What We Do
Our expert surgeons are committed to providing state-of-the-art care to you and your family. We work cooperatively with your other providers to help with diagnosis and ultimately treatment, if necessary. We aim to understand your concerns and integrate those into the treatment plan, with a focus on curative therapy and your comfort.
Colon and Rectum
In the United States and other Western cultures, diverticular disease of the colon is primarily located in the left and sigmoid colon and increases in prevalence with age (found in 1/3 of people over 45 years of age and in 2/3 of those older than 85). Rarely (<5%) are patients younger than 40 years. These diverticula are actually false diverticula, because they do not involve the whole wall of the colon and are really an outpouching of the inner lining of the colon (mucosa) through the muscular layer of the colon (muscularis). Left-sided diverticuli are thought to result from inadequate dietary fiber intake. Most diverticuli are found incidentally on studies done for other reasons and therefore are asymptomatic. These need no other treatment than a high fiber diet.

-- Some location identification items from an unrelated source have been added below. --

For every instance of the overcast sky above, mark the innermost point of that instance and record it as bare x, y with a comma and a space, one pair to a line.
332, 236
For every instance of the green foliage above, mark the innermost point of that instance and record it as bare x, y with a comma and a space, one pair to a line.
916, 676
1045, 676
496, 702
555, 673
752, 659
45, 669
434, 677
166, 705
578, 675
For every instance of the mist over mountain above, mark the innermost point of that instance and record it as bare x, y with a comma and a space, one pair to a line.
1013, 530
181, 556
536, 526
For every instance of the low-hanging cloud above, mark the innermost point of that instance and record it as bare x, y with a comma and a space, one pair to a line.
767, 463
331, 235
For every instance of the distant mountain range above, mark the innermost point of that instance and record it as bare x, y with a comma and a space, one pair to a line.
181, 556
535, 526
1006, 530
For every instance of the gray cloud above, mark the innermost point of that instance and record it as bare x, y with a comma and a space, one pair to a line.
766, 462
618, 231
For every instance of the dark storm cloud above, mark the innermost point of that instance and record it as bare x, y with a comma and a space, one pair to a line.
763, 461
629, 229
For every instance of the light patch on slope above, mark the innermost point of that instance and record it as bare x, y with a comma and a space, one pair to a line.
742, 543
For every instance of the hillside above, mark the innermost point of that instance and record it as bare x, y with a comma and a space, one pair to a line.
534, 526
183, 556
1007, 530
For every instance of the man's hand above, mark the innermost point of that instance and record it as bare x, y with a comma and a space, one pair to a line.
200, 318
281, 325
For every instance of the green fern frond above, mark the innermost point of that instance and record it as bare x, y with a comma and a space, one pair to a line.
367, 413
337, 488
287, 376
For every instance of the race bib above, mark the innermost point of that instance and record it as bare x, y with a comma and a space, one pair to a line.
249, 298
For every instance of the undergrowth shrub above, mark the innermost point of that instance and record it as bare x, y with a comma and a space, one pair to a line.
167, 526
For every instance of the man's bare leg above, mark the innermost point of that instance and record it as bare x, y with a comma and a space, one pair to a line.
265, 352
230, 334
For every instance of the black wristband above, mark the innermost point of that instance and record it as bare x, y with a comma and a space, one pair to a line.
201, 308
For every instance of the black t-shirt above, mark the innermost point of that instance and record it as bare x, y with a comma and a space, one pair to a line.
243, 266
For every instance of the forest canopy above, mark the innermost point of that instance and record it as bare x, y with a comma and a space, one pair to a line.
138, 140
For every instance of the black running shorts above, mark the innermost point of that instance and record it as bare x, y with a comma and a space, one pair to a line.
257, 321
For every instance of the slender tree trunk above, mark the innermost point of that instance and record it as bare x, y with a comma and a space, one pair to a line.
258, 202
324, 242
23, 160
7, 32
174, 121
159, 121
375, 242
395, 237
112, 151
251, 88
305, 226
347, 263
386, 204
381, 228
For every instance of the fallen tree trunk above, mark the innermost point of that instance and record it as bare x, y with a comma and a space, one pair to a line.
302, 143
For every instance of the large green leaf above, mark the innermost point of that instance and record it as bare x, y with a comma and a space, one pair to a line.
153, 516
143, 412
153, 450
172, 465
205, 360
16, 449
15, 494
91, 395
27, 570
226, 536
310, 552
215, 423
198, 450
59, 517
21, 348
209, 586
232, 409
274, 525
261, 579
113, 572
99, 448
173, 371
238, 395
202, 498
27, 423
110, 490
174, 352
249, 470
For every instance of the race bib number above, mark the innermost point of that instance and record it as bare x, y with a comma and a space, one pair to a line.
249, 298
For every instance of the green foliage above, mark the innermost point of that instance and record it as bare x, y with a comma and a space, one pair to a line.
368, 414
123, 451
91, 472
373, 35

The signs and symptoms of uncomplicated diverticulitis usually include fever, left lower abdominal pain and an elevated white blood cell count. Diagnosis can be made clinically or with the assistance of a CT scan. There may be a microscopic hole in the colon (perforation) but no collection of pus (abscess). Once the inflammation has resolved, additional studies that may be done to rule out other colon diseases are barium enema and colonoscopy. Treatment of simple diverticulitis involves oral antibiotics; sometimes a low-residue, low-fiber diet may be recommended temporarily until pain has resolved. Patients may be hospitalized if they have significant nausea, vomiting, worsened abdominal pain or persistent fever. The majority of patients will recover and never have another episode. About 25% will have a second occurrence; this incidence may be higher in patients who present younger than 40 years.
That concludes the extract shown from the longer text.